Facilitation: If the design is effective, I have fundamentally and unalterably changed my own role in the classroom. If each student could be (and is likely to be) exploring a different "quest line," it is not possible to use my comfort zone mode (lecture/discussion) for classroom instruction. Rather, I will need to be a "benevolent guide," helping students understand and interpret what they are learning, so that they can make better use of it as the progress along the quest line they have selected.

Leveling and "Quest Lines": A critical component of the MMO experience is leveling. Players level by completing clearly defined tasks in clearly defined quest lines that become progressively more difficult as players gain skills, knowledge and capacity to play their character. In order to be successful, the students' experience in class has to be based on leveling as well.

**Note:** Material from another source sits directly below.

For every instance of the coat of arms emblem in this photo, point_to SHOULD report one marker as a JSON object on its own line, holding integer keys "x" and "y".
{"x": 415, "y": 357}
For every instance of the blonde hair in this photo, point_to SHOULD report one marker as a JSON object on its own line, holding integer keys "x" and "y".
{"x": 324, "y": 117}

"Level Bosses": A key component of video gaming is the "boss kill" or "boss win," - a big challenge that comes at the end of a series of smaller challenges. The leveling experience of the course had to have "boss wins" that would stimulate integrated and critical thinking.

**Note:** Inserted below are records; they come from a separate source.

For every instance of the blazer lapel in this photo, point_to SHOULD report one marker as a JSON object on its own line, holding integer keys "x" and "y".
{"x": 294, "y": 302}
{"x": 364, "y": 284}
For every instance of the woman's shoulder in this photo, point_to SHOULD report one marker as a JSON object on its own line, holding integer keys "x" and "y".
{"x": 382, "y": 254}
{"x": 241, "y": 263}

Knowing and Doing: The core misunderstanding in our national obsession with high-stakes testing is that it places most of its values in the realm of knowing, rather than balancing knowing with doing. I entered the design process for this class seeking balance, but frankly valuing the doing more than the knowing. I argue that knowledge in a vacuum doesn't do anyone much good really. Rather, once students understand something, what can they do with it? I will present students with the following formula: Knowing levels ask students to demonstrate that they know X about Y. Doing levels ask students to demonstrate that they can acquire knowledge X in a particular way or transmit or pass on their knowledge X  of Y in a particular way Z.

Level 100: The students' end-goal in the course is no longer to "get an A." Rather, the object is to achieve level 100. Students reach level 100 by completing  objectives in two quest lines: knowing and doing. My hope here is to explicitly decouple the experience of being in class and learning with the high-stakes reality of grading. By stating the object of the course in this way, I hope to provide incentive to students to work hard and skillfully, while providing a space for students with lower self-efficacy to achieve at the highest possible level, with the highest possible claims on their own motivation.

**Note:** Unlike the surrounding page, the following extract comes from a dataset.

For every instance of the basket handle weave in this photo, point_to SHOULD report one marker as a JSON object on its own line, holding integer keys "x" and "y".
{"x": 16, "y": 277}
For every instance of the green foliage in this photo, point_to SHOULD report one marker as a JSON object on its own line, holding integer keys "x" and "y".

In developing the students' leveling experience, I have made a number of decisions that about the structure of the course:

Knowing: The six branches of the knowing trunk are: Social Change and Reaction, Culture, Politics in the Age of Reagan, Foreign Policy (Facing Down the Soviets and the Discontents of Hegemony), Economics/Finance/Labor/Industry and Technology. Students will have the opportunity to level each of these knowing trunks from 1-100. The course requires that they level all areas to at least 10, 3 of the 6 to 20, 2 of the 6 to 50 and 1 to 100. Students do not earn any "gradable points" for the work they do here. Rather, they use what they acquire on these quests to "do."

Doing: The doing trunk also branches six ways: reading, critical writing, critical speaking, modeling, collaborating and integrating. Students will earn achievement points by completing doing tasks/quests that are progressively more difficult. I define reading as the principle process by which one attains knowledge (and that lots of things can be treated as "reading," like studying architecture, conducting interviews, etc. - that which is read is that which is cited). Critical writing, speaking and modeling are examples of where one cites (modeling is defined as non-written modes of non-speaking expression, like infographics or photography). Collaborating asks students to form ALTs (accountable learning teams) by which students will work together to solve complex problems (like level 90 and 100 boss wins), construct shared group learning identities and hold each other to appropriate standards. Integrating asks students to mashup or meld learning from multiple branches of knowing (like studying how the foreign policy and culture strands of knowing might be mutually reinforcing) or multiple branches of doing.